The USD/JPY continues sliding for the third straight day, though the downtrend capped at April’s 27 daily low at 126.94, keeping the major’s uptrend intact amidst a downbeat market mood on the last trading day of the week, as the Wall Street close looms. At 127.82, the USD/JPY records minimal gains of 0.04%.
US equities are plunging between 1.51% and 2.49%. The Dow Jones and the Nasdaq reached a 52-week low, despite efforts from the People Bank of China (PBoC) to stimulate the Chinese economy when it cut rates in the 5-year Loan Prime Rate (LPR) by 0.15%. Although the decision was cheered by investors in the Asian and European sessions, it was ignored in the New York session, as options expiring tied to equities and ETFs increased volatility.

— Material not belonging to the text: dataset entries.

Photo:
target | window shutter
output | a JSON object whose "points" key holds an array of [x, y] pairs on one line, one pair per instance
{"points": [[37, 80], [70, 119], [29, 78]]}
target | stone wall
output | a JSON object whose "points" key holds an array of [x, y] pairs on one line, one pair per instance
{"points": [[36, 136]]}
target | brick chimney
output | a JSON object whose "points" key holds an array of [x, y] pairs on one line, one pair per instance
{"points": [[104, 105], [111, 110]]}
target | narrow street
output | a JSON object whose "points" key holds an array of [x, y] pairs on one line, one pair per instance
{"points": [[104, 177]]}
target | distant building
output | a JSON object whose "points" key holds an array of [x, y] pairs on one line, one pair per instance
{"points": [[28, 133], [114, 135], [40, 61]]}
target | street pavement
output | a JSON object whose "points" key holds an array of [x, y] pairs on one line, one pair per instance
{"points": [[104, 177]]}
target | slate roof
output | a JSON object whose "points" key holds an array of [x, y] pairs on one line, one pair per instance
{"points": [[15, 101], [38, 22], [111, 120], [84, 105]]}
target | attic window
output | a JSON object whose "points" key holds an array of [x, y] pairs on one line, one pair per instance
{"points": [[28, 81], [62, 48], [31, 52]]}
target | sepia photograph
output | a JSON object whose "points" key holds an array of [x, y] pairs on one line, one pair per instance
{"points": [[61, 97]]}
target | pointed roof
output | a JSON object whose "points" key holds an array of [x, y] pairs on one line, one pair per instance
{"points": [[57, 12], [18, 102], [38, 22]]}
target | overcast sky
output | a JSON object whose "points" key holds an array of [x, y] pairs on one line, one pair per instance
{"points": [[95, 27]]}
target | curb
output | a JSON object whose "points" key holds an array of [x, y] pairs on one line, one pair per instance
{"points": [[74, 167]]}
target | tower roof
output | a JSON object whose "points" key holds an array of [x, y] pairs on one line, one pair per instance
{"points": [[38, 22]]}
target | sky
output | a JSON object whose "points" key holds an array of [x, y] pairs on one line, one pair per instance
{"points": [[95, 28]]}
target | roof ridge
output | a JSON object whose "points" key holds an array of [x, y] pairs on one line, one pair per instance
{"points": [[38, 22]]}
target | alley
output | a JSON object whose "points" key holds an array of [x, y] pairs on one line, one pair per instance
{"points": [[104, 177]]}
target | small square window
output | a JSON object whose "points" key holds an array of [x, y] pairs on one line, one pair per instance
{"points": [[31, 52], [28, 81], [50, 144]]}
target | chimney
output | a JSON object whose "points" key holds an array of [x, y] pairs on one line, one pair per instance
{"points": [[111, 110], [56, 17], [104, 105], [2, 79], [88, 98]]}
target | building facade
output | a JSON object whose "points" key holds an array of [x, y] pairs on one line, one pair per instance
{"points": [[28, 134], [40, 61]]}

In the meantime, the US Dollar Index, a measurement of the greenback’s value against its peers, recovers some 0.23% in the day and sits at 103.102. Contrarily, US Treasury yields, led by the 10-year benchmark note, is down from a 3% high in the week to 2.774%, a headwind for the USD/JPY due to its tight positive correlation.
USD/JPY’s price action pushed the exchange rate towards the Bollinger’s band bottom line, at around 127.12, where some USD/JPY buyers lifted the price towards current price levels. It is worth noting that the USD/JPY shifted from upward biased to neutral due to the major staying trading in the 127.00-129.78 range, unable to trade beyond those boundaries, amid a lack of a fresh impetus that could rock the pair towards new weekly/yearly lows/highs, respectively.
Upwards, the USD/JPY first resistance would be 128.00. A breach of the latter would expose essential resistance levels. Firstly, May’s 18 daily high at 129.53, followed by the 130.00 mark, and the YTD high at 131.34. On the flip side, the USD/JPY’s first support would be May 19 daily low at 127.02. Break below would expose April’s 27 swing low at 126.94, followed by the 50-DMA at 125.66.